Figure 3-2: Photo of the current sense motherboard.

On the motherboard shown in Figure 3-2, the signal generator is on the left hand side and the measurement system is on the right hand side. The potentiometers labeled FREQ and DUTY are controls for the signal generator. Most of the actual circuitry is on the bottom of the board. On the right hand side of the board is a USB connector. This is how the motherboard connects to the PC. Finally, at the bottom of the board are header pins in a box labeled DAUGHTERCARD. These pins are how the daughtercard connects to the motherboard.

3.1 Power

The goal of the power module is to provide adequate power for the evaluation of products while also minimizing the current and voltage to prevent hazardous condi-tions. This section details the design of the power module on motherboard. There are multiple modules that require various levels of voltage and current. An analysis of current consumption is presented inTable 3.1. As indicated in the table, 3.3 V and 5 V are required for the operation of various MCUs and controllers. These voltages are simply generated using linear regulators. Significant power draw is not expect to flow through these channels, thus the efficiency drop of linear regulators is acceptable. The main design decision is how to set the input voltage and current such that the signal generator and buck load will be able to function while also minimizing the maximum voltage and current.
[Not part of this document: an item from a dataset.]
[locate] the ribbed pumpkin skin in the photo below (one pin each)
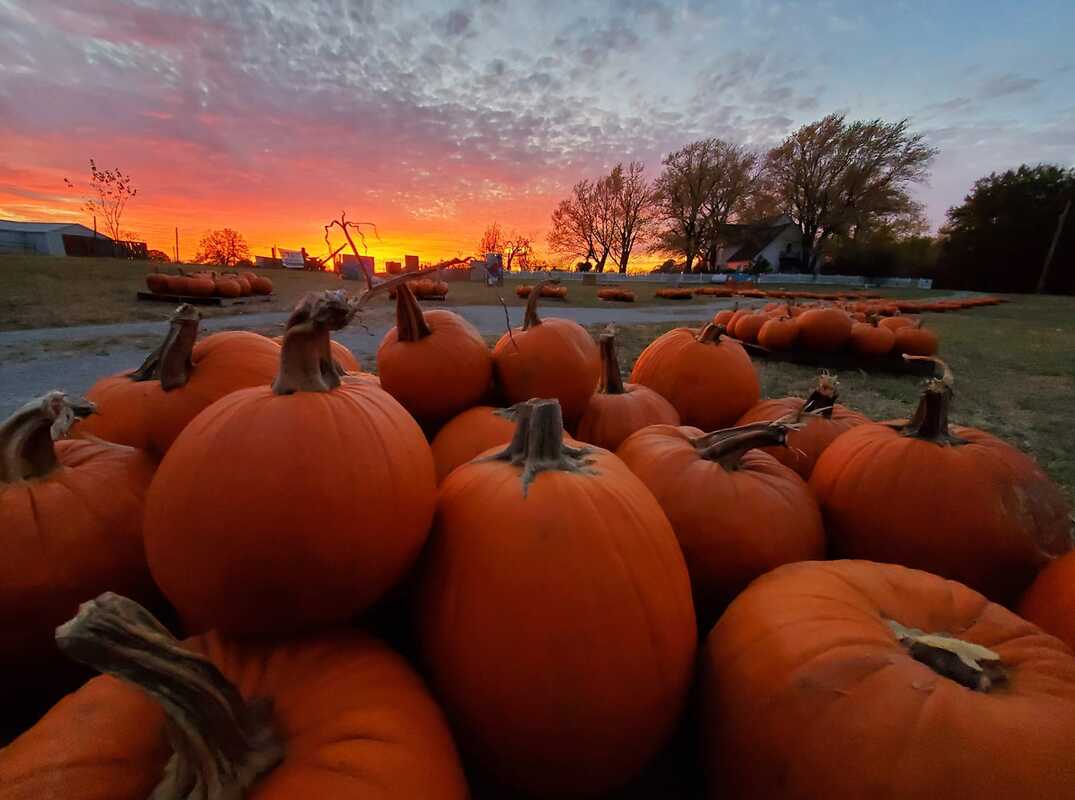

Subsystem Required Current Additional Notes

Waveform Generator MCU 10 mA 3.3 V

Current Amplifier 100 mA

Buck Load Control 10 mA 5 V

Measurement MCU 30 mA 3.3 V

Maximum Daughtercard 20 mA > 5 V for Si8540

Sum 170 mA 3.3 V, 5 V

Table 3.1: Current budget of the major components of the motherboard.

In order to minimize the current consumption of the current amplifier, the re-sistance of the sensor resistor for the DUTs were increased. This allowed for near full-scale outputs of the sensors with an input of 100 mA. The design and implica-tions of this decision will be further explained in section 3.2 on signal generation. This level of current was chosen because it significantly reduced the current level compared to existing evaluation boards, thereby increasing safety. The input voltage was chosen to be 9 V. This voltage was chosen based upon the minimum required voltage for modules and availability of the output voltage of AC wall adapters.
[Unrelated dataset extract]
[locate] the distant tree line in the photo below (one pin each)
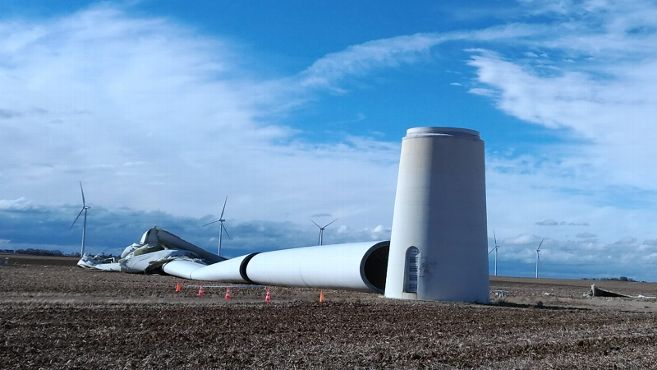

Power can be provided to the motherboard through either an AC wall adapter or through a regular lab power supply. The included AC wall adapter provides 9 V

output at a maximum of 1.7 A. Using a wall adapter enables the motherboard to be used outside of a lab environment, such as while demonstrating products to customers in the field. The maximum current of the adapter provides sufficient current for low current signal generator and higher current buck load.

Alternatively, it is understandable that customers may want to evaluate the system at significantly higher currents. Banana plugs are provided to connect to standard power supplies. This allows the user to increase the current provided to the buck load and evaluate the system at higher currents. Peak DC current should be limited to less than 2 A due to the connectors used on the motherboard. For evaluation under higher current loads, the daughtercard can be used without the motherboard, allowing for currents up to 5 A.

The power module supports a diverse set of modules at various voltage and current levels. Input current and voltage levels were chosen to support DUT evaluation and minimize hazardous conditions. Power is supplied through either a supplied AC wall adapter or a standard lab power supply. Voltage is regulated down as necessary for digital components.

3.2 Signal Generation

In order to evaluate a product, a known input signal must be generated to stimulate the device. To properly test Silicon Labs current sensors, a module must be capable of generating signals from DC to hundreds of kilohertz. It should be able to drive analog circuitry directly and also generate logic waveforms for the buck load. To meet these challenges, it was decided that a digital system would have more flexibility to meet the specifications over an analog oscillator. In addition, a digital generator had pre-built modules for pulse width modulation (PWM) which would simplify the generation for the buck load. Analog oscillators were considered, but ultimately found to have limited ability to span the wide frequency range of interest with appropriate resolution. Furthermore, the digital implementation provided additional flexibility by being able to generate generic periodic waveforms, while analog implementations

typically targeted only sine waves. The specific implementation was chosen to be direct digital synthesis, due to its excellent frequency resolution over our range of interest [1].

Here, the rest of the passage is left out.